Extensão da legitimidade ativa no controle concentrado de constitucionalidade
O artigo 103, da CRFB/88, prevê os legitimados para a propositura de ações no controle concentrado de constitucionalidade. Podem ser divididos em duas categorias, conforme a prática do Supremo Tribunal Federal.
Os legitimados universais são: Presidente da República (103, I); a Mesa do Senado Federal (II); a Mesa da Câmara dos Deputados (III); o Procurador-Geral da República (VI); o Conselho Federal da Ordem dos Advogados do Brasil (VII); e o partido político com representação no Congresso Nacional (VIII). Os demais são legitimados especiais: a Mesa de Assembleia Legislativa ou da Câmara Legislativa do Distrito Federal (IV); o Governador de Estado ou do Distrito Federal (V) E confederação sindical ou entidade de classe de âmbito nacional (IX).
Para os segundos, vale a explicação: são especiais porque devem guardar uma relação de pertinência temática entre seus fins e propósitos com o objeto da ação. Configura-se, portanto, um ônus processual.
Atenção maior dá-se à parte final do inciso IX, do artigo 103, da CRFB/88. Mesmo diante de uma compreensão mais geral sobre “entidade de classe de âmbito nacional”, caracterizada como aquela que possui “o mesmo objetivo institucional de defesa dos interesses de uma determinada classe” (ADI 3153 AgR, Rel. Min. Celso De Mello, j. 2004), o STF afunilou o sentido para os representantes dos que desempenham mesma atividade econômica e profissional.

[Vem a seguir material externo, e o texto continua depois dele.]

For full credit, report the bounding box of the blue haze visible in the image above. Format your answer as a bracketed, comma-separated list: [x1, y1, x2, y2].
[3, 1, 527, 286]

Como forma de jurisprudência defensiva, são aplicadas, ainda, outras condicionantes processuais: “homogeneidade entre os membros integrantes da entidade; e a representatividade da categoria em sua totalidade e comprovação do caráter nacional da entidade, pela presença efetiva de associados em, pelo menos, nove estados-membros” (ADI 4384 AgR – Rel. Min. Luiz Fux, j. 2019).
Contudo, recentes julgados da Corte indicam uma postura de superação parcial da jurisprudência para ampliar o conceito de “entidade de classe de âmbito nacional”. Diante disso, passa a entender como “o conjunto de pessoas ligadas por uma mesma atividade econômica, profissional ou pela defesa de interesses de grupos vulneráveis e/ou minoritários cujos membros as integrem” (ADPF 709, Rel. Min. Luís Roberto Barroso, DJ 07.10.2020. ADPF 527, Rel. Min. Luís Roberto Barroso, j. 02.07.2018; e ADI 5291, Rel. Min. Marco Aurélio, j. 06.05.2015).
A extensão da legitimidade significou que diversos agentes da sociedade civil pudessem ter acesso ao STF para a defesa de seus interesses, tais como dos direitos das pessoas LGBTI (ADPF 527/DF), dos direitos dos povos indígenas (ADPF 709/DF) e dos direitos dos consumidores (ADI 5291/DF).
Para uma formulação de uma teoria de igual proteção, Owen Fiss, conquanto atentando-se para o contexto norteamericano sobre afrodescendentes, aponta três características importantes que podem ser consideradas sobre grupos desfavorecidos ou em desvantagem em geral: “a) constituem um grupo social; b) o grupo esteve em situação de subordinação prolongada; c) o poder político do grupo encontra-se severamente limitado. ” – ver Derecho y grupos desaventajados, sob coordenação de Gargarella, 1999.
Para desmistificar o temor sobre a possibilidade de um aumento no volume de processos em controle de constitucionalidade e, ainda, uma reflexão sobre quem tem, em alguma medida, acesso ao órgão de cúpula do Poder Judiciário brasileiro, o estudo “A quem interessa o controle concentrado de constitucionalidade ?” pode ajudar com questionamento de primeira ordem.
A mudança de posicionamento parece importante ao conferir maior abertura para uma democracia participativa, além da tutela do direito objetivo e uma defesa normativa da Constituição, especialmente em relação aos direitos fundamentais.